Government and lenders act on benefits discrimination
The government is calling for an end to ‘No DSS’ property adverts, at the same time as pledging £19.5 million to help councils support people at risk of homelessness.
Ministers will meet industry bodies in an effort to clamp down on discrimination in the private rented sector. The move follows research, which shows that, while a fifth of private tenant households receive housing benefit, half of landlords are unwilling to rent to benefit recipients.
Housing Minister, Heather Wheeler, said that such adverts could be banned, adding: “I will be meeting key stakeholders to tackle the practice of No DSS, to underline the need for immediate change.”
The new funding will help vulnerable people pay the deposits and rent advances needed to secure a tenancy. According to Ms Wheeler: “This funding will make a huge difference in opening up the private rented sector to people who need it and give them the chance to rebuild their lives. This helps strengthen the choices and opportunities available for those on benefits to secure the homes they and their families need.”
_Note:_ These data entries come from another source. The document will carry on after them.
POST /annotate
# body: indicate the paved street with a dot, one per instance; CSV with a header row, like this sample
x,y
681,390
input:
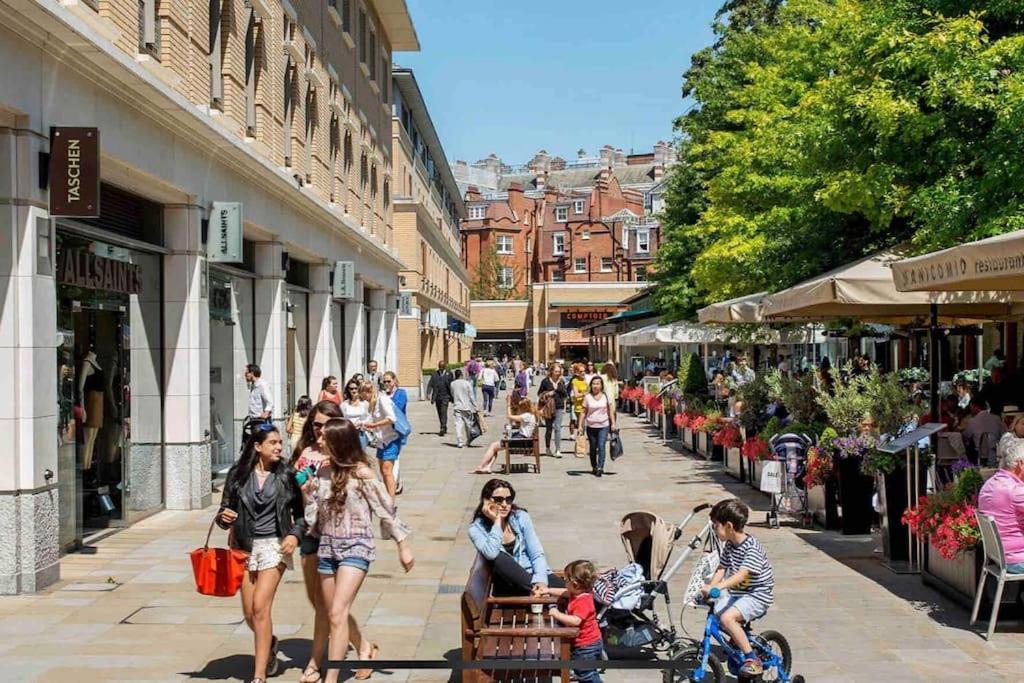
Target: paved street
x,y
126,608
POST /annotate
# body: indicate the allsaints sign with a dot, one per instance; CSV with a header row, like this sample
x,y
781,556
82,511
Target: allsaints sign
x,y
80,267
223,240
74,172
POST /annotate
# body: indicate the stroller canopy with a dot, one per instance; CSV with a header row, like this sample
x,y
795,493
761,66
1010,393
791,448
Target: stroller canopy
x,y
648,541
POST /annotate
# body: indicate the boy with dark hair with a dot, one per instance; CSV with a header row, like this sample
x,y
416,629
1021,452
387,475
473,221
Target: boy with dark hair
x,y
745,572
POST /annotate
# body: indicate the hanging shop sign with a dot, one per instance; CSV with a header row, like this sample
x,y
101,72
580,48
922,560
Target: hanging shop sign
x,y
74,172
578,318
344,280
223,241
80,267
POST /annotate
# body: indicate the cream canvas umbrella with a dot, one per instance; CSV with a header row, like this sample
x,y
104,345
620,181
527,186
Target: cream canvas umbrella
x,y
741,309
995,263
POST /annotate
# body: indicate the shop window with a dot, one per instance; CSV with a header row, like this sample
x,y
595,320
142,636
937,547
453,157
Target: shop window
x,y
148,28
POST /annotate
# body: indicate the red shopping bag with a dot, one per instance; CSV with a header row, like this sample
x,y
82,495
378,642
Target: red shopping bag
x,y
218,571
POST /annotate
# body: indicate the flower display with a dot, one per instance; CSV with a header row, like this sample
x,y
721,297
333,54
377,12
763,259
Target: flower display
x,y
727,437
820,467
946,517
756,449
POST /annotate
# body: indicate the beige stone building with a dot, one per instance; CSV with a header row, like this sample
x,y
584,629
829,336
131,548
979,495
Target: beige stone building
x,y
126,392
433,309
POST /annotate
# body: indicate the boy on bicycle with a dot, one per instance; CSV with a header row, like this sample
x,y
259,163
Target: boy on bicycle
x,y
745,572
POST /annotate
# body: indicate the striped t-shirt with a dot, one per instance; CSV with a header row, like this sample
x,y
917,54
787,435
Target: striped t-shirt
x,y
750,555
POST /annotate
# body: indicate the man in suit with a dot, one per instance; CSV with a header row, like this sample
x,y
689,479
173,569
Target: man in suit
x,y
439,393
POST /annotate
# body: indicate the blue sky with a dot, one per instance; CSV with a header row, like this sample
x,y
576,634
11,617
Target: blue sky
x,y
515,77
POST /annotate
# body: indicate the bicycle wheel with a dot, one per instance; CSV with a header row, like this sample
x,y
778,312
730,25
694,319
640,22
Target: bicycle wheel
x,y
774,642
713,674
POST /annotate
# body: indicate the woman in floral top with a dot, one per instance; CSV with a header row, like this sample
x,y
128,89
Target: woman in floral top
x,y
340,505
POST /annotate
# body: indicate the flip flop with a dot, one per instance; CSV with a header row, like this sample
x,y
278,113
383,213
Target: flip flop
x,y
364,674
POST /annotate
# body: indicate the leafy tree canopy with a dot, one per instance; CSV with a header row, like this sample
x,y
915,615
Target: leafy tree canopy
x,y
827,129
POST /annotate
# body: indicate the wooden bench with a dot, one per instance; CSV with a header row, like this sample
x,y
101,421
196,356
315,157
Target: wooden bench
x,y
503,629
528,447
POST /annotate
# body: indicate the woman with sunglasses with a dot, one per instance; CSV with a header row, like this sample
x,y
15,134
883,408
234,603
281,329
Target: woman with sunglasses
x,y
341,502
381,425
330,390
307,454
503,532
263,508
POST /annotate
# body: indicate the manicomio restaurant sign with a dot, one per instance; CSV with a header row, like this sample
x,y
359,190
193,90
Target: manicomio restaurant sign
x,y
996,263
74,172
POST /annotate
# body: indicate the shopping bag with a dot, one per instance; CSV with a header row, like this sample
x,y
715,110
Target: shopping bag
x,y
771,477
474,428
218,571
583,445
615,446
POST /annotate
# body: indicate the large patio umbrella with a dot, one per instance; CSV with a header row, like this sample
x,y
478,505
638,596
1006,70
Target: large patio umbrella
x,y
864,290
741,309
995,263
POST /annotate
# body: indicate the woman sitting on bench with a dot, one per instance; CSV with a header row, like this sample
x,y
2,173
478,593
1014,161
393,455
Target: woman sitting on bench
x,y
522,420
504,534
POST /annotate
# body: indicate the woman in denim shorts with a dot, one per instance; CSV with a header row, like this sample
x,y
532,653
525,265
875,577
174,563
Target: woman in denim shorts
x,y
340,504
307,455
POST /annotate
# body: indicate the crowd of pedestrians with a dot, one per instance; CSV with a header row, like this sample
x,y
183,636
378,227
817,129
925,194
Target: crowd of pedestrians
x,y
322,501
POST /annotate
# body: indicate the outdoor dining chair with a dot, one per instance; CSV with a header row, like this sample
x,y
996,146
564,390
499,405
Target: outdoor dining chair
x,y
995,564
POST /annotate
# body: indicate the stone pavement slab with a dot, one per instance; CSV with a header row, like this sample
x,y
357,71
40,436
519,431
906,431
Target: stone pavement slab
x,y
127,610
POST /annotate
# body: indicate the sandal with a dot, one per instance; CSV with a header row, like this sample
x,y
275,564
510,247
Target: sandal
x,y
364,674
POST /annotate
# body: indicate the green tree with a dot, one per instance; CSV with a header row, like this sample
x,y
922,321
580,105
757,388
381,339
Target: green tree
x,y
486,283
826,129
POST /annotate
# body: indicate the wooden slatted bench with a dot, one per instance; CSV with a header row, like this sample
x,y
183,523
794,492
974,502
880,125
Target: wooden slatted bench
x,y
502,629
529,447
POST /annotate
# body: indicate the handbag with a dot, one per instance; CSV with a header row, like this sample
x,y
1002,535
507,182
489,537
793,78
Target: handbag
x,y
615,446
218,571
583,445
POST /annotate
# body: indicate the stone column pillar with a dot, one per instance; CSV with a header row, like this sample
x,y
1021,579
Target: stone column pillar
x,y
376,299
186,365
29,502
321,328
271,334
354,333
390,359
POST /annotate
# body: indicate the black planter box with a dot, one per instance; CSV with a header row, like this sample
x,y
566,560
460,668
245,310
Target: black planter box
x,y
855,497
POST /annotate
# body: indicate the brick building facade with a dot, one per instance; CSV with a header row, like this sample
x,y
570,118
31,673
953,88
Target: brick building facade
x,y
573,239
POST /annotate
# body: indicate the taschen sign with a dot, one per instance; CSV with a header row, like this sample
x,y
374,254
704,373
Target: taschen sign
x,y
74,172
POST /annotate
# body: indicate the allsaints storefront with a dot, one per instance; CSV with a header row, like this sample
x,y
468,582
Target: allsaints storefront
x,y
109,367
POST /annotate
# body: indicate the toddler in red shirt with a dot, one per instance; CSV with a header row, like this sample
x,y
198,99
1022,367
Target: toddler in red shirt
x,y
581,612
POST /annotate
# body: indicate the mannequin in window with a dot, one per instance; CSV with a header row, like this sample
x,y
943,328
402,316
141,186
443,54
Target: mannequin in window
x,y
91,386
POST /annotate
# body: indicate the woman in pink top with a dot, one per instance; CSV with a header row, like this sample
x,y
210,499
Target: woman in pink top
x,y
1003,499
598,417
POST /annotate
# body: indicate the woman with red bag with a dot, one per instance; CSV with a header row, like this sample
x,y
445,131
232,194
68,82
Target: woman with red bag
x,y
263,508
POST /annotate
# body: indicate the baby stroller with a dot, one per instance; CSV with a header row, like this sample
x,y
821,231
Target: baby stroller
x,y
791,461
628,597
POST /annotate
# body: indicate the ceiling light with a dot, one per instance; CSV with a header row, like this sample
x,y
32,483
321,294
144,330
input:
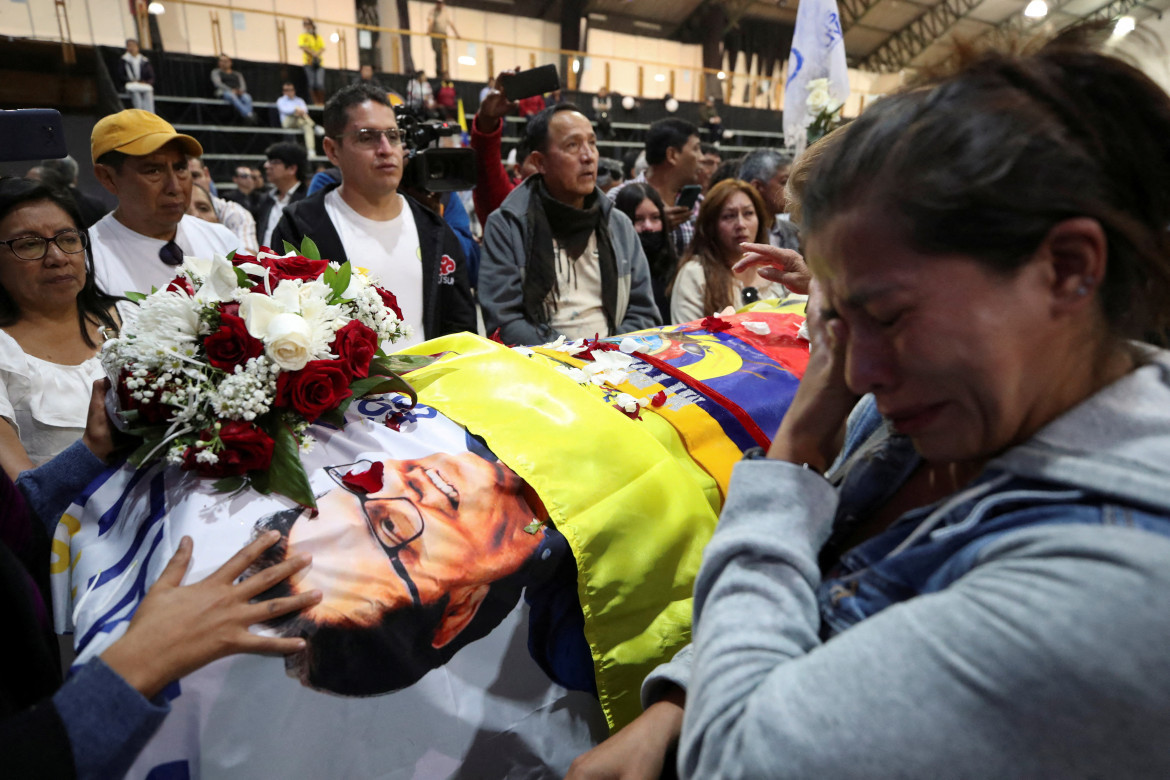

Meanwhile, the NatWest has announced it will be lifting its restrictions on buy-to-let landlords who wish to rent property to people on benefits.
The Residential Landlords Association (RLA) raised concerns that two-thirds of lenders, representing 90% of the buy-to-let market, refuse loans for properties where a tenant receives housing benefit.
John Stewart, policy manager for the RLA, said: “We warmly welcome today’s announcement from NatWest. Around 20% of all private sector tenants are in receipt of benefits and we need to do all we can to support them to find the homes they need.
“NatWest’s decision will make it easier for landlords to rent to benefit claimants and agree long-term tenancies where suitable. We urge other lenders to follow this lead.”